MT nucleation by DCX

Cells employ a number of mechanisms to regulate the temporal and spatial organisation of the MT cytoskeleton in response to environmental cues. These include extension of existing polymers (Brown et al, 1992), transport of pre-existing MTs into a new location (Dent et al, 1999) and growth of new MTs (Vorobjev et al, 1997). The necessity of adopting these different strategies is particularly obvious for neurons because their most distal processes are distant from their MT organising centre (MTOC). At the MTOC, MT nucleation is mediated by large (2.2 MDa), multi-component γ-tubulin ring complexes (γ-TuRCs; Moritz and Agard, 2001). Mounting evidence suggests that γ-TuRCs nucleate MTs by providing a complementary surface from which cellular MTs can grow (Aldaz et al, 2005), with the geometry of the ring complex imposing a 13pf architecture on the nucleated MTs.

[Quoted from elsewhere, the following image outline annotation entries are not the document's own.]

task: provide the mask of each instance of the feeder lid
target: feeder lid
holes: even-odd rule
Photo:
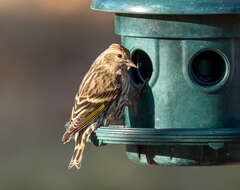
[[[240,0],[93,0],[91,8],[128,14],[239,14]]]

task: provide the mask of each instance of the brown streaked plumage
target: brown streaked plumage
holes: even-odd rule
[[[107,126],[123,113],[130,80],[127,67],[136,67],[127,49],[112,44],[94,61],[76,94],[69,128],[62,137],[68,143],[75,135],[75,148],[69,168],[81,167],[83,151],[91,133]]]

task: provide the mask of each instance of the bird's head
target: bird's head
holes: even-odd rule
[[[136,65],[130,59],[129,51],[119,44],[112,44],[104,52],[104,59],[113,67],[121,67],[127,69],[128,67],[136,68]]]

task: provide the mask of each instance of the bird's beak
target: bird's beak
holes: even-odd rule
[[[133,63],[133,61],[131,59],[127,59],[126,60],[126,65],[128,67],[134,67],[134,68],[137,68],[137,66]]]

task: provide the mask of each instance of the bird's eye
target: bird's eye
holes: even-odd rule
[[[118,58],[122,58],[122,54],[118,54],[117,56],[118,56]]]

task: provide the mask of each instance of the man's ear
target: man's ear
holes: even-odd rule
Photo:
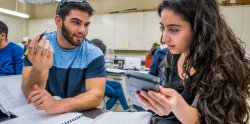
[[[59,16],[59,15],[56,15],[55,17],[55,23],[56,23],[56,26],[61,28],[62,27],[62,18]]]

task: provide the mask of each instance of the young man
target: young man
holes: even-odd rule
[[[65,113],[100,105],[106,82],[104,56],[85,39],[92,13],[85,0],[62,0],[55,17],[57,32],[29,41],[22,89],[37,109]]]
[[[0,21],[0,76],[22,73],[23,49],[8,42],[8,27]]]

With the essential role that MTs play in growth cone extension and directionality, control of new MT growth is of primary concern for migrating neurons (Buck and Zheng, 2002; Andersen, 2005). γ-TuRCs, however, are not present in the extended processes of neurons (Baas and Joshi, 1992); so other mechanisms for MT nucleation must be in operation here. The mechanism of MT nucleation in the absence of a γ-TuRC template is not well understood but must involve two main steps: formation of some kind of nucleation structure followed by elongation (Job et al, 2003).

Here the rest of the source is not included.